The U.S. Senate Finance Committee said in May 2010 it was reviewing whether the home-nursing industry manipulated the number of visits made to patients to boost government reimbursements.
Commerzbank Said to Face Penalties in U.S. Sanctions Probe
Commerzbank AG, Germany’s second-largest lender, will probably be the next bank to resolve alleged sanctions violations with the U.S., a person with knowledge of the matter said.
The firm may incur penalties of at least $500 million as part of a deferred-prosecution agreement with authorities, the person said, asking not to be identified because the talks are confidential. Such agreements spare companies that comply from being prosecuted.
The probe is part of a U.S. crackdown on financial institutions for handling funds linked to blacklisted nations that led to a record $8.97 billion fine against BNP Paribas SA.
A spokeswoman for the German bank declined to comment. The New York Times reported the settlement talks earlier.
High-Speed Trading Risk Blamed on Short-Sighted U.S. Regulations
A sweeping blueprint designed by the U.S. Securities and Exchange Commission to reduce conflicts of interest in the stock market won support from leaders of exchanges and large money managers.
Chief executives from the New York Stock Exchange to institutional investors including Citadel LLC and Invesco Ltd. backed the commission’s call to rein in some high-frequency trading and make secretive trading venues known as dark pools disclose more about how they work. The SEC also should move forward with a plan to require that brokers provide investors with detailed maps of how their orders are filled, the executives said yesterday at a hearing of the Senate Banking Committee.
The testimony signaled industry support for SEC Chair Mary Jo White’s agenda even as some market participants have pressed the agency to do more. White has said the agency would consider new rules in the coming months as it weighs claims that high-frequency traders enjoy systematic advantages over long-term investors.
“We’ve lost track of getting the best price for a company that’s trying to raise capital and an investor that would like to meet a company,” said Jeffrey Sprecher, chief executive officer of NYSE-owner Intercontinental Exchange Inc. “I think if we just look at holistic practices to do the right thing for investors, we’ll land on the right public policy.”

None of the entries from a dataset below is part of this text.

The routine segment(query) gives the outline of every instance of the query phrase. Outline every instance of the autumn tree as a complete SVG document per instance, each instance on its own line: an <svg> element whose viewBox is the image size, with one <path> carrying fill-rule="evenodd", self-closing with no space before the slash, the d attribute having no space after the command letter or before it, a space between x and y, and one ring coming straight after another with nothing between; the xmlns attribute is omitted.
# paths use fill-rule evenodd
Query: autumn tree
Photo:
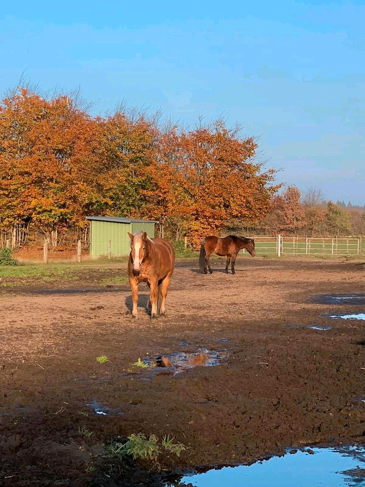
<svg viewBox="0 0 365 487"><path fill-rule="evenodd" d="M348 234L351 232L348 214L332 201L327 203L326 219L328 229L337 236Z"/></svg>
<svg viewBox="0 0 365 487"><path fill-rule="evenodd" d="M282 194L274 196L266 226L276 233L298 234L305 225L300 199L300 192L295 186L288 186Z"/></svg>
<svg viewBox="0 0 365 487"><path fill-rule="evenodd" d="M257 144L239 128L222 121L194 130L174 127L163 137L160 164L178 175L179 211L189 216L190 239L197 245L207 233L217 234L227 220L257 221L268 211L277 187L274 171L255 161ZM181 218L181 215L180 215Z"/></svg>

Yesterday’s hearing was expected to intensify pressure on the SEC to change rules it enacted over the past decade intended to promote competition among exchanges.
High-frequency traders came under criticism yesterday from Invesco and Senator Elizabeth Warren, a Massachusetts Democrat who questioned whether their short-term, low-risk trading strategies promote liquidity or are “just skimming money off the top of these trades.”
“We know that there are a lot of people who pretend to be market makers, but it’s unclear to us whether this is really just trading volume or if it’s real liquidity,” said Kevin Cronin, global head of trading at Invesco.
The SEC’s rules for a national market system have come under scrutiny as lawmakers examine whether high-frequency traders have exploited changes introduced by regulators, exchanges and brokers.